The reasoning from the man himself is quite explicitly for usability: "It's more responsive. It's crisper. It's smoother."
That's why enthusiasts care about top-end hardware getting 60 fps in benchmarks with max settings at exotic resolutions (2560x1600, for example, and soon to become the standard 4K resolution of 4096x2160 as of Dell's introduction of a nearly affordable $1300 model into the market). It means they will get the all the benefits of seeing a game as it was meant to be seen and all the playability they expect. That's why some people are willing to shell out $3000-5000 on a PC. However, that requires that the engine can actually scale with hardware. That's something Rift cannot do.
The engine in Rift is somewhere around 10 years old. It's not "cutting edge." Every feature in Rift has been standard in engines since about 2005 or 2006, and all of those engines pull 300-500 fps on modern hardware, which makes them CPU bottlenecked. The performance we see is really inexcusable.
Because the game is good in spite of its flaws. It has always had enormous potential. It's not my fault or anyone else's fault here except Trion's that it doesn't live up to that potential. Between failing miserably to fix the performance issues the game has and failing to listen to the community, Trion has driven its golden goose into the ground. And those decisions aren't impossible or even expensive to fix. It's just the fact that management chooses not to fix them. That's the crux of the problem here, and that's a well known problem within Trion, both from devs and from the obvious apathy with which they treat all of their customers.
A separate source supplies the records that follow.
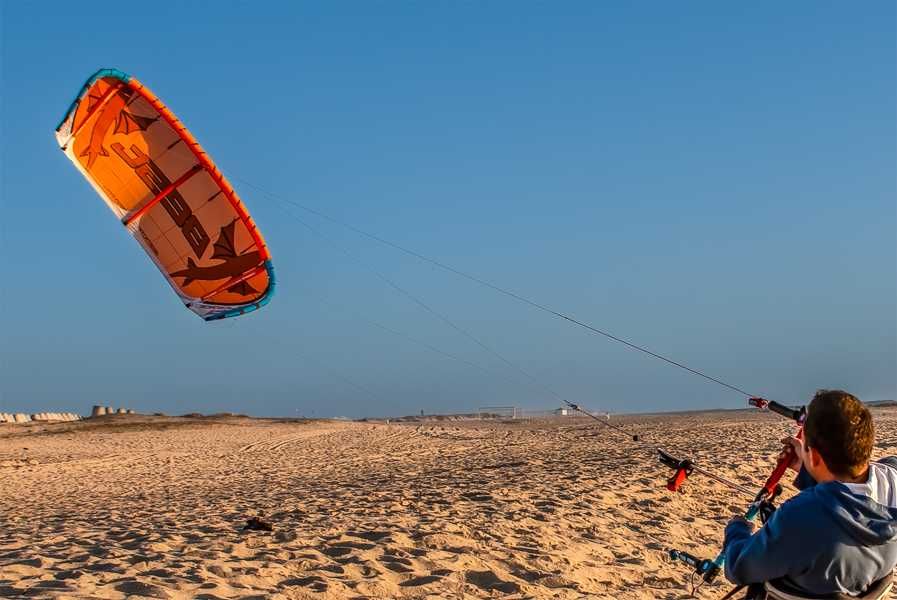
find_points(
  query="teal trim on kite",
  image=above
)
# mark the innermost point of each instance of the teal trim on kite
(115, 73)
(272, 283)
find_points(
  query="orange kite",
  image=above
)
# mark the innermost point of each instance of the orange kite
(165, 189)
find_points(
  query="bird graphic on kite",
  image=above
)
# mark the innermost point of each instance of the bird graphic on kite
(234, 264)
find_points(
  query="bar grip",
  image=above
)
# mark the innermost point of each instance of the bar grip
(785, 411)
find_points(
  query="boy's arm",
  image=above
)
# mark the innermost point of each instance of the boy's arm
(773, 551)
(804, 480)
(891, 461)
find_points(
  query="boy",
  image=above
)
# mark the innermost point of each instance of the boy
(839, 535)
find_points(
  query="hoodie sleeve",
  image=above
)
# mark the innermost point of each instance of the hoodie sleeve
(777, 549)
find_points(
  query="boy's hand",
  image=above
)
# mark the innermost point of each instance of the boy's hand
(798, 447)
(741, 519)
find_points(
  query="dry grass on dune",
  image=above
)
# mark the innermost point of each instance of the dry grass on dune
(154, 507)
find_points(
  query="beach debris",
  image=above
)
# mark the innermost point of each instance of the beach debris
(257, 524)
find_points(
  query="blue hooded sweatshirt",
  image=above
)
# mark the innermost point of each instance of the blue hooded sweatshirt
(831, 538)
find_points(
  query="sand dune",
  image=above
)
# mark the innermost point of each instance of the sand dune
(143, 507)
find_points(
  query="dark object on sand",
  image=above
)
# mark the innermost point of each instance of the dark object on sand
(257, 524)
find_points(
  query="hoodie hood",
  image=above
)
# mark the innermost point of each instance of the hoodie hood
(867, 512)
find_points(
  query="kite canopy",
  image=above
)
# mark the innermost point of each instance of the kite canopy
(163, 187)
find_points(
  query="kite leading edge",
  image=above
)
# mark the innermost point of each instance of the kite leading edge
(165, 189)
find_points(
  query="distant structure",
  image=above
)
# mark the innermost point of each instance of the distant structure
(499, 412)
(100, 411)
(38, 417)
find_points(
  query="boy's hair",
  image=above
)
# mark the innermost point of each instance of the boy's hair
(840, 427)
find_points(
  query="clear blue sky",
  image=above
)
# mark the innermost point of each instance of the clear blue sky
(714, 181)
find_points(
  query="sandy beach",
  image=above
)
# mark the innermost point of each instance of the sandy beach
(131, 506)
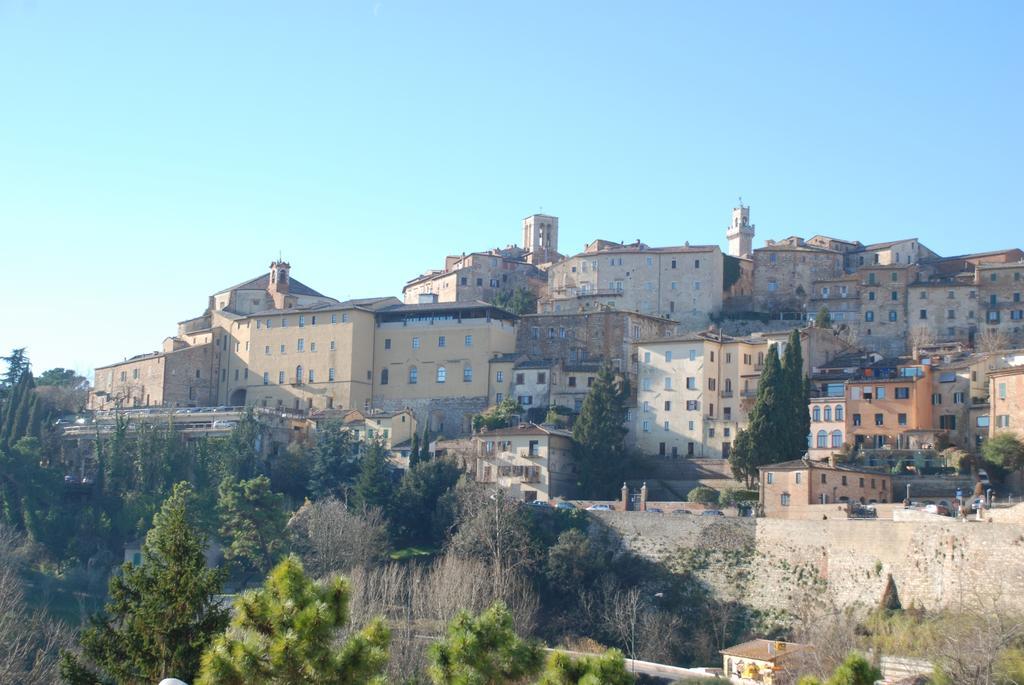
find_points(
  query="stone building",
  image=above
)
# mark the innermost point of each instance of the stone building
(475, 276)
(684, 283)
(181, 375)
(784, 272)
(435, 359)
(696, 391)
(787, 488)
(529, 462)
I've heard from no less than 5 people in the last week, and from every person who has ever played Rift that I've talked to for more than a few minutes, that they would enjoy playing Rift so much more, and many would even recommend it to friends, if it wasn't such a terribly performing game. The fun parts of it force you to get 10-20 fps. I won't even recommend that to my friends, not even if it costs them $0.